Tous·tes les artistes présent·es sur ce festival ont expliqué que le sentiment de non-légitimité était dû à un univers dominé par un marketing excluant les artistes féministes et queer. Quand les maisons d’édition viennent les recruter, Emma explique que c’est « la branche de développement personnel de la maison qui contacte les artistes : ça en dit long sur leur engagement féministe » affirme-t-elle ironiquement.
Un rejet des institutions traditionnelles
Si ce festival est l’expression d’une « contre-culture » comme l’a confié Emma à Causette, c’est parce qu’il vise à rejeter les institutions comme le FIBD. « J’ai l’impression que le festival d’Angoulême est une institution énorme tenue par des masculinistes », dénonce également avec colère Lucie à la table ronde, avant de poursuivre en revendiquant qu’elle « en [a] un peu rien à faire de ce qu’ils font ». De son côté, Emma explique qu’ « il y a trop d’agressivité envers [elle] de la part du milieu institutionnel de la bande dessinée et [elle ne se] sent pas à [sa] place ». Pour elle, « le patriarcat ambiant et les enjeux capitalistes du festival font qu’on ne s’y sent pas bien ». Bien que Tamos profite du rendez-vous annuel d’Angoulême pour promouvoir son art, son avis reste tranché sur cette institution qui incarne l’univers masculin blanc de la bande dessinée : « On n’a pas besoin de ce festival de merde », assure-t-iel, avec un soupçon d'incohérence.

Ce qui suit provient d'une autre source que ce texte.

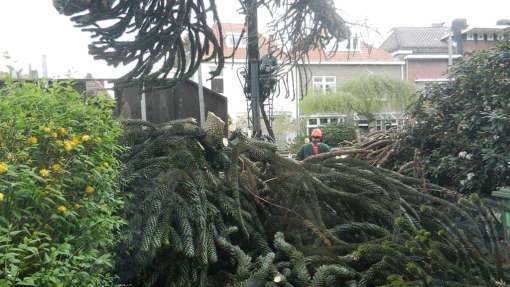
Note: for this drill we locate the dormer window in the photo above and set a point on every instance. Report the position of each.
(232, 39)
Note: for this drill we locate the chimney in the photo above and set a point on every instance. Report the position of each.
(503, 22)
(45, 66)
(457, 26)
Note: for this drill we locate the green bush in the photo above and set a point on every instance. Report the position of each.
(463, 126)
(58, 187)
(334, 134)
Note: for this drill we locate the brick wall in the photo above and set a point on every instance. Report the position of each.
(426, 69)
(474, 46)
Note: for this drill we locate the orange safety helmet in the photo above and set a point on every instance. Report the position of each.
(316, 133)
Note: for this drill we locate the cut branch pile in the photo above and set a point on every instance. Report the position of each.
(205, 214)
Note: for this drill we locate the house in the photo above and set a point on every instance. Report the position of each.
(423, 51)
(469, 39)
(426, 52)
(326, 73)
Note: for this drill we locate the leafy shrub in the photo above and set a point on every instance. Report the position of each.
(463, 126)
(336, 133)
(58, 187)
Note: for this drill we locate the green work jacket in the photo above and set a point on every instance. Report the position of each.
(306, 150)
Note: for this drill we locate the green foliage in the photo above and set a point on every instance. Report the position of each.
(334, 134)
(366, 95)
(463, 126)
(297, 143)
(205, 215)
(58, 187)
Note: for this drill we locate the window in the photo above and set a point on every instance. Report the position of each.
(217, 82)
(231, 40)
(324, 83)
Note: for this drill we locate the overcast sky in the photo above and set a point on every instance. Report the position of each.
(30, 28)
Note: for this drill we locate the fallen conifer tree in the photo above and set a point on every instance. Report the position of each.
(203, 213)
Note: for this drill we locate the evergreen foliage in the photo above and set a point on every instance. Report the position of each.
(201, 214)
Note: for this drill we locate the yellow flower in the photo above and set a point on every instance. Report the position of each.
(62, 131)
(10, 157)
(68, 146)
(3, 167)
(32, 140)
(76, 141)
(56, 167)
(44, 172)
(61, 209)
(89, 189)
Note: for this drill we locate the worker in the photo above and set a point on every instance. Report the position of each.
(313, 148)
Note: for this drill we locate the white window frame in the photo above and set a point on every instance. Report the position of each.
(232, 38)
(321, 85)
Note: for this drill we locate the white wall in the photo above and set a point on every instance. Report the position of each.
(234, 92)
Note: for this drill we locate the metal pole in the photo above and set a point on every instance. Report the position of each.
(143, 105)
(201, 103)
(450, 49)
(253, 64)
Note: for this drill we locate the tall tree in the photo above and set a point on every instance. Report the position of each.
(154, 34)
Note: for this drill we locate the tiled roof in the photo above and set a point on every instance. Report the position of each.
(418, 39)
(366, 53)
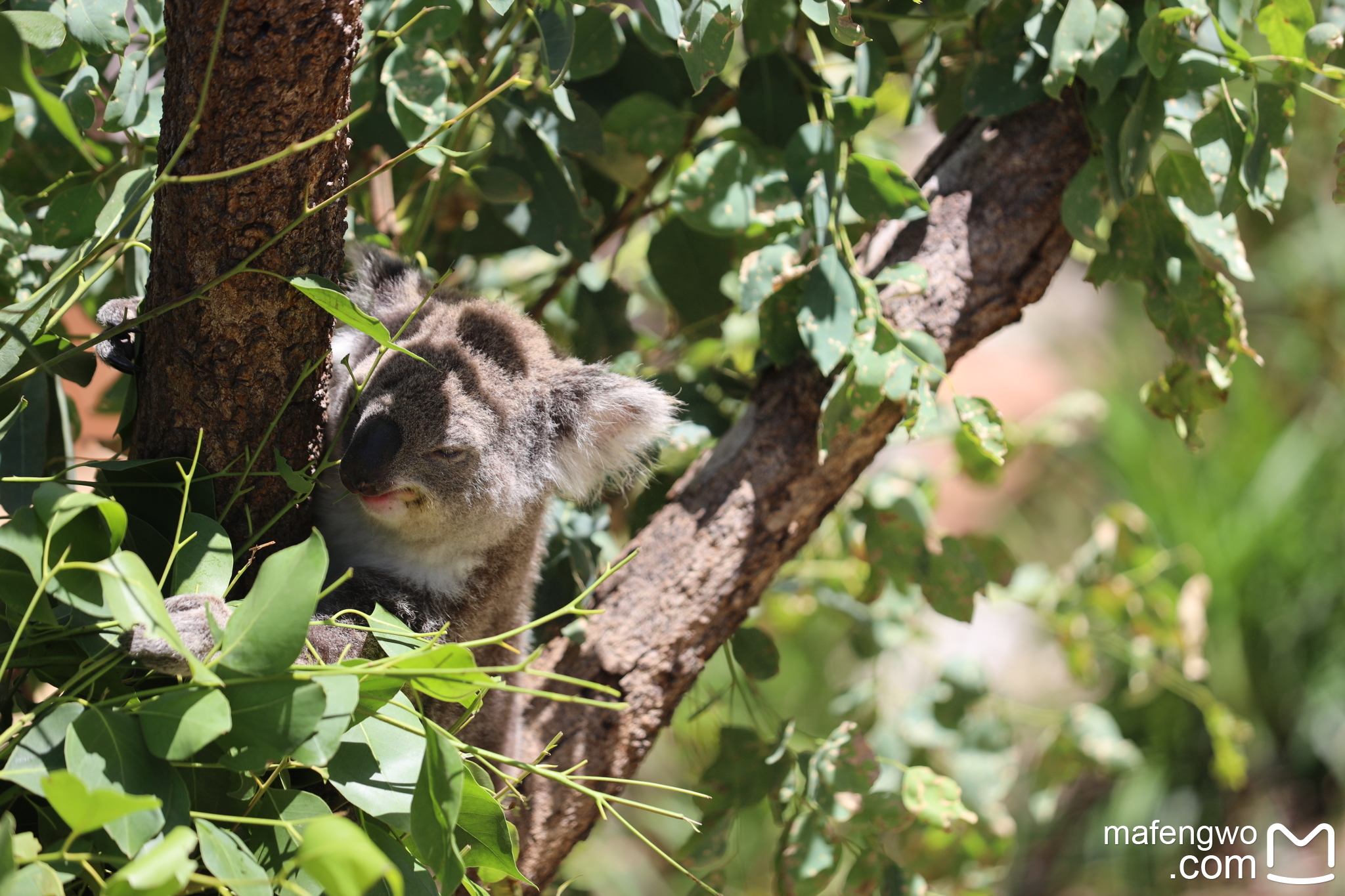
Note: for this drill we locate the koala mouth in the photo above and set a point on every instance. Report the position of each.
(389, 501)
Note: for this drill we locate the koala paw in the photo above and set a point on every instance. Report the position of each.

Promouvoir la culture queer et féministe
Au-delà de dénoncer le caractère capitaliste et sexiste de l’univers du neuvième art, Angoudou était l’occasion « de montrer qu’il y a une volonté de s’organiser hors des cadres de ce qui a été établi », explique Lucie. Pour les artistes, « c’était important de donner de la confiance aux personnes, et de leur montrer qu’elles ne sont pas obligées de se soumettre au monde de l’art tel qu’il est aujourd’hui. »
Une réussite donc, puisque d’après Léa B, exposante au festival, « en tant que personne queer et genderfluid, [iel] se sentait en sécurité, écouté·e et apte à partager et promouvoir l’art ». L’artiste Lucie espère quant à elle que « ce genre d’événement va pouvoir se pérenniser ». Une volonté qui semble avoir été entendue de tous·tes les festivalier·ères puisqu’iels ont été nombreux·ses à demander aux organisateur·rices une deuxième édition, pour le plus grand bonheur de Ludine qui n’aurait « jamais imaginé que ça prendrait cette ampleur ».